Showering college football bowl participants with gifts has become a big business.
Not content with a simple gift pack, many bowls – including, for the first time, the Franklin American Mortgage Music City Bowl – have moved to on-campus gift suites in which players are given $550 in credit and allowed to choose from a variety of products from apparel to electronics.
“The bowls are required to do gifts, and the NCAA mandates the value,” says Dave Herrell, vice president of marketing, development and communications for the Music City Bowl.
“There are 125 roster spots on each team, so at a minimum we have to do gifts for 250 student athletes. It’s a great thing for the kids because it can range from apparel to electronics, along with the watch that we have made for them.
“But it’s a lot to handle, so this year we’re working with Performance Award Center to create gift suites on each campus so the athletes can take the $550 credit and choose what they want. If they go over that, then they can pay the difference.”
And because items are bought in bulk, items usually carry price tags much lower than retail, allowing each player to rack up quite a haul.
Herrell and Performance Award Center officials characterize their partnership as a win-win. By letting an outside vendor handle merchandise selection and distribution to campuses, the Music City Bowl takes itself out of the loop.
And because PAC does this for all Bowl Championship Series bowls and many others, and has been around for more than 30 years, it has the ability to maximize value throughout the process, says Jon Cooperstein, who orchestrates the gift suites for PAC’s bowl clients.
“We’ve got a 60,000-square-foot warehouse, 26 online stores and can ship more than 1,000 packages a day,” Cooperstein says. “We work with all the major suppliers for electronics, sports equipment, watches, jewelry, sportswear and furniture, so we can be all over the place and let the bowls put together a package of products for their athletes.”

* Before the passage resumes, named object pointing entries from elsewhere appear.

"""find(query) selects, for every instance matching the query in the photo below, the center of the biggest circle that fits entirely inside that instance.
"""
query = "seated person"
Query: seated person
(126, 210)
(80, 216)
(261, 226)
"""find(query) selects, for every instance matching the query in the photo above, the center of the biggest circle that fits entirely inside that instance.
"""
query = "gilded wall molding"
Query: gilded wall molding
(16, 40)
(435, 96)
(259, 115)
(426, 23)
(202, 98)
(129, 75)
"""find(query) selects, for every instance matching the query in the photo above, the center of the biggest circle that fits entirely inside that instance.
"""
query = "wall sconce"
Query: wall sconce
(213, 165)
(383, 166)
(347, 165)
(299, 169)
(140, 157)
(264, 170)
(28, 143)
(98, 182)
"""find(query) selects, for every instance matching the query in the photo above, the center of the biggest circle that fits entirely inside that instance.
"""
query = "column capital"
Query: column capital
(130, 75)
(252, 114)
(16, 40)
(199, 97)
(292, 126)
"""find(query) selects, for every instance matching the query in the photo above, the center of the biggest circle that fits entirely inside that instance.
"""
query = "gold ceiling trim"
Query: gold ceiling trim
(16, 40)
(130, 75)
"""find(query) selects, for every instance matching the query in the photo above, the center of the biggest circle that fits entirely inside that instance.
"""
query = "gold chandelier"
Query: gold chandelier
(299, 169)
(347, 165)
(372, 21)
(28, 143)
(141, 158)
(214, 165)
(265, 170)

But there’s more to gift giving than just the student athlete package, however. The Music City Bowl also makes presentations to coaches and their spouses, as well as other selected participants. Participating universities also put together their own gifts, and are allowed to spend up to $350 per player.
“Some schools don’t do too much, but others might go to PAC or to us and say they’d like to order some of the watches or some of the specific athletic apparel, and we work with them on that,” Herrell says. “There are some sweats made with the schools’ logo and the bowl logo on them, and as long as you stay within the NCAA parameters you can give things like that away, as well.”

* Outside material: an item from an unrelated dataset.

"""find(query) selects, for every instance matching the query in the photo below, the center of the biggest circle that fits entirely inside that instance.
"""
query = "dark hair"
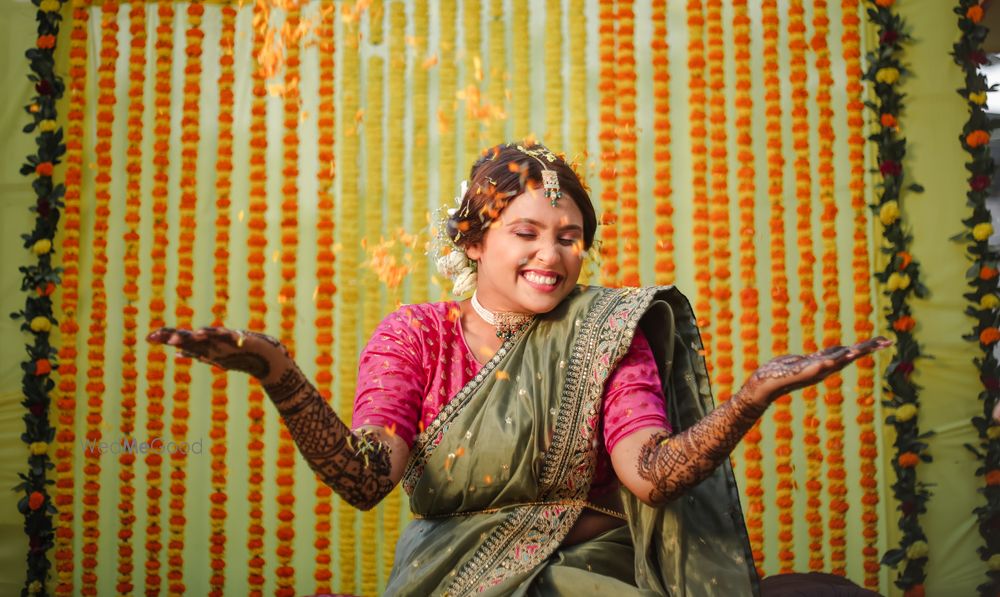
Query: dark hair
(502, 173)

The Music City Bowl also has a hand in specialty items created for fans.
“We do sell licensed merchandise, and retain pretty tight control over the brand of the Franklin American Music City Bowl,” Herrell says. “We work with Ultimate Athletic as a vendor, and Collegiate Licensing Co. as our licensor, to approve use of the logo for specific items.”

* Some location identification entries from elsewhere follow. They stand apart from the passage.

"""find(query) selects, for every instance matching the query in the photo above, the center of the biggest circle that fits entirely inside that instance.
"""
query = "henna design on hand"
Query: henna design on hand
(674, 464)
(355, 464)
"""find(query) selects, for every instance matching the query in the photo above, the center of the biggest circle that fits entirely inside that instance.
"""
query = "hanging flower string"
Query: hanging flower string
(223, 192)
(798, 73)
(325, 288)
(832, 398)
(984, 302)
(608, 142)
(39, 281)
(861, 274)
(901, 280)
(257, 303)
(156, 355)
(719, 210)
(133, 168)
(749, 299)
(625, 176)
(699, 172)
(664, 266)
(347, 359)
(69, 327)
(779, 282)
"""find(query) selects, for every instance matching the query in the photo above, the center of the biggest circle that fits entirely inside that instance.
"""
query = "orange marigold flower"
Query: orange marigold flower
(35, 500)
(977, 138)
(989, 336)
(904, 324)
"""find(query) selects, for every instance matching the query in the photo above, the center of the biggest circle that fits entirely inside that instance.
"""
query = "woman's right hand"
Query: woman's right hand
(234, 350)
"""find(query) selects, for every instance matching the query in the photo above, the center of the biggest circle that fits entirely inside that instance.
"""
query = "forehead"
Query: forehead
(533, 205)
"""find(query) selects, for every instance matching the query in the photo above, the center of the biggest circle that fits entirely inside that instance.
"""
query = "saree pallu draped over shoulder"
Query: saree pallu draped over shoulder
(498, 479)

The bowl works with Ultimate Athletic to create merchandise for sale at the game and online. The company works with the host hotels and LP Field officials for sales in those venues, as well.
Merchandising revenue also is generated from third party vendors. Anyone who wants to create a product to sell at the bowl itself, in and around downtown in the days leading up to the event or online, must submit the product for approval by Collegiate Licensing Co. and Herrell prior to its manufacturer. And while many ideas are submitted, few make the cut.
“It can be anything from T-shirts to lapel pins, and usually some kind of apparel,” Herrell says. “We get a lot of ball caps and ponchos, even umbrellas. It really depends on who the teams are, and what their fan base is like.”
Items that have never seen the light of day but remain fresh in the minds of Herrell and his fellow judges included some “hideous” sweatshirts, caps with really bad puns and even the occasional flyswatter.
“We’ve seen it all, from guitar picks on up, and some of it is pretty awful,” he says. “We really don’t want anything out there that isn’t good quality, so we’re pretty firm about what we accept.”
Approved merchandise, whether the bowl’s partners or third parties generate it, receives a holographic label to verify its authenticity. Metro police work with bowl officials to patrol in and around the stadium for bootleg items and sellers.
“We really just want to maintain quality control, but also protect our revenue stream,” Herrell says. “People are crazy about their schools, so we want to make sure they get good commemorative items, and that we are the ones selling those. It’s not a huge line item for us, but it’s something that, along with offering game-day and souvenir programs, is an important part of the overall bowl experience.”